Mount Rainier receives so much snowfall during the winter, its wet valleys—fertilized by centuries of ash from this once-active volcano—burst with thousands upon thousands of blossoms during the magnificent late spring and summer seasons. A settler gave the Paradise region of the park its name in the late 1800s after seeing the blanket of flowers along the mountain’s southern slope. There are almost too many kinds to name—asters, columbine, lilies, lupine, paintbrush, phlox, and much more. The display is particularly impressive in the subalpine regions of the park, where the flowers work overtime between mid-July and mid-August to reproduce in the few short weeks before the snows return to the mountain.

6. Big Bend National Park, Texas

Texans take their bluebonnets very seriously. State legislators made this foot-tall lupine the Texas state flower in 1901—then engaged in a simmering 70-year debate over which species should take the official honor. Ultimately, they couldn’t decide, and now five different types of bluebonnet all represent the Lone Star State and can be found blanketing roadsides and cattle pastures in March and April. After a wet winter season, Big Bend offers profusions of this beloved flower in lower elevations of the park; in drier years, sparse blooms dot the vast landscape in striking contrast with the park’s mountains and canyons. Visitors can also see many other flowering plants in bloom throughout the season, including cacti, yucca, ocotillo, and Texas mountain laurel.

7. Everglades National Park and Big Cypress National Preserve, Florida

The swampy terrain of South Florida comes alive in the hot, sticky months of late spring and early summer with sawgrass, pond-apple blossoms, pickerel weed, goldenrod, and stands of fluffy, pink muhly grass. One notable flower sets the Everglades region apart, however—its orchids. Everglades National Park has more orchid varieties than any other park in the continental United States—though getting to see them involves patience, attention, a bit of luck, and a lot of bug spray. Try hiking the park’s short, accessible Anhinga Trail to see a variety of native plants, including the potential for orchids. Also try the Kirby Storter Roadside Park at nearby Big Cypress National Preserve, a one-mile boardwalk with numerous exotic blooms. If you’re up for more extensive exploring and have a lot of luck on your side, you might even get a glimpse of the preserve’s rare, celebrated ghost orchid.
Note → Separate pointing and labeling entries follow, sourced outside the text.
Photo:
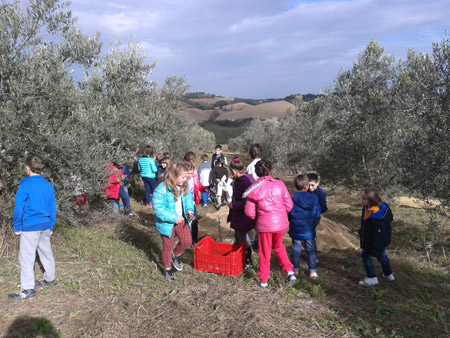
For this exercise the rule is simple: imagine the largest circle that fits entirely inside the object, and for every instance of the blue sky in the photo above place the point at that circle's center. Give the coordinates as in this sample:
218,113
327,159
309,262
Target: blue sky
263,48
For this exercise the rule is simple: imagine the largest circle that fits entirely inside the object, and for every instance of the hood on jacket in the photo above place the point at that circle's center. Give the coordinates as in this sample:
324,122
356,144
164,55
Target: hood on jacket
252,191
384,213
304,200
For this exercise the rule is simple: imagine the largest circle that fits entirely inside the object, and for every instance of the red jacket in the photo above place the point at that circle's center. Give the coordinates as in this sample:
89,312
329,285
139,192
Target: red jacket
112,190
269,201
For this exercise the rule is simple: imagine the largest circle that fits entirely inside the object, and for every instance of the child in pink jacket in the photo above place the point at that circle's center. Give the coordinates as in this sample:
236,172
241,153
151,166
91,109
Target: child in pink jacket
268,201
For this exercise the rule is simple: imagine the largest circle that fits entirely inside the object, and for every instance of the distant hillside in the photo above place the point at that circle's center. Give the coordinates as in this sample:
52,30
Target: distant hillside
201,107
278,109
228,118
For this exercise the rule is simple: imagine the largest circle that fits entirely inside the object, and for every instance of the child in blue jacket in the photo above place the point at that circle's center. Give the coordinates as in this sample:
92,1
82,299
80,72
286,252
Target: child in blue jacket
375,235
33,220
302,225
173,207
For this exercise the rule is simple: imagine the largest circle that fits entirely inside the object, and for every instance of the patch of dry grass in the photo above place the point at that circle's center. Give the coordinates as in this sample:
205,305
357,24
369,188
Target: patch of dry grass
110,284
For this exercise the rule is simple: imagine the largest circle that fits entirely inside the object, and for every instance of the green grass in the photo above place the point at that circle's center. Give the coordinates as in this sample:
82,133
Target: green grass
110,284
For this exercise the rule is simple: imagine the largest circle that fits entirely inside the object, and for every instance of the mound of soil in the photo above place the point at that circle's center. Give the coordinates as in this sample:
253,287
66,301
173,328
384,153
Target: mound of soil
330,235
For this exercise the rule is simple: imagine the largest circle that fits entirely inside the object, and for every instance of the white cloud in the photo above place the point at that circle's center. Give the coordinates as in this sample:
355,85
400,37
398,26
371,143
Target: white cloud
157,51
264,43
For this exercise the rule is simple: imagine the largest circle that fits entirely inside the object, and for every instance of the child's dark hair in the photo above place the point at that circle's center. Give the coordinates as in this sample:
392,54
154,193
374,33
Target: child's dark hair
167,161
189,157
313,177
262,168
35,163
372,196
301,181
236,164
147,151
188,165
220,162
255,151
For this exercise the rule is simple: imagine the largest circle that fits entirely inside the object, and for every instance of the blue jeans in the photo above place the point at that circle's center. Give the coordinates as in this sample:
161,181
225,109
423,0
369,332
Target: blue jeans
310,247
150,186
205,197
368,264
123,194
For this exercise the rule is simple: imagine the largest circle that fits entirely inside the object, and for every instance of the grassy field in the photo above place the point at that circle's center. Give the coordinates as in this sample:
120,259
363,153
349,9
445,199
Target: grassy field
226,130
110,285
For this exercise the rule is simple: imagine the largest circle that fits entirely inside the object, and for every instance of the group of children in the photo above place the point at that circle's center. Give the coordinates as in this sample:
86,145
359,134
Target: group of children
257,202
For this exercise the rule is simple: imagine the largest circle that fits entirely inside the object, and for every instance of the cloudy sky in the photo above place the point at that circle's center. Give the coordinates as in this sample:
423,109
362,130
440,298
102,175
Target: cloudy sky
263,48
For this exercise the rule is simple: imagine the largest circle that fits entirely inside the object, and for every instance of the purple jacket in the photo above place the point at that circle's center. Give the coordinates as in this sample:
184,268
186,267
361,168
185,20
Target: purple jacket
237,217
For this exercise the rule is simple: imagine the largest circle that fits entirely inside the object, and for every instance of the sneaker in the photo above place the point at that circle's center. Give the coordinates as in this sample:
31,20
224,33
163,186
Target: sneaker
177,263
390,277
369,281
22,295
43,282
291,277
168,275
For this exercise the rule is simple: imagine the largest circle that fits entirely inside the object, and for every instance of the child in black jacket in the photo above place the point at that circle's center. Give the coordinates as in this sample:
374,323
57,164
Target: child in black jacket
375,235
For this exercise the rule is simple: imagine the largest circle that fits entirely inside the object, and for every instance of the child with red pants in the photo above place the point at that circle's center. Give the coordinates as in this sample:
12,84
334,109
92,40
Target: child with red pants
172,204
268,201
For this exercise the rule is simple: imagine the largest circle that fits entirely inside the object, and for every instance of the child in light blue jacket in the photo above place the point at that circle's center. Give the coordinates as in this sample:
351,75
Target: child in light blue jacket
173,207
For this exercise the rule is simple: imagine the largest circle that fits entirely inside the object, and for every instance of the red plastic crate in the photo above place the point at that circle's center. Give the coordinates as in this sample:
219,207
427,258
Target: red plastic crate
219,258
8. Gates of the Arctic National Park and Preserve, Alaska

Summer is brief but relentlessly sunny in the Arctic Circle, and the near-constant daylight in July and August coaxes a spectacle of color from the depths of the tundra. There are no roads or trails in this 8.5-million-acre wilderness, but those willing to plan ahead and forge their own paths (or hire guides to help) can experience a bounty of truly wild flowers, including striking blue Arctic forget-me-nots, bright yellow bursts of arnica, tufts of cotton grass, and much more. One of Alaska’s best-known wildflowers is the pervasive three- to four-foot-tall fuchsia fireweed, a late-season plant that easily colonizes disturbed ground and will cover large meadows and fields in a wash of shocking color.

9. Rocky Mountain National Park, Colorado

Rocky Mountain is one of the highest-elevation parks in the country, and up in this rare air, three major ecosystems—the montane, subalpine, and alpine regions of the park—each offer their own flowers. Blooms start as early as April in the lower elevations and reach their peak around mid-July in the alpine regions. A trip along the park’s 48-mile Trail Ridge Road offers an excellent cross-section of the park’s flowers, and during the height of summer, daily ranger-led hikes from the Alpine Visitor Center highlight the wide variety of blooms that have adapted to life above 11,000 feet. Plants that bloom—albeit briefly—at this altitude include alpine sunflowers (shown here), primrose, mountain dryad, snow buttercups, fairy primrose, and Arctic gentian.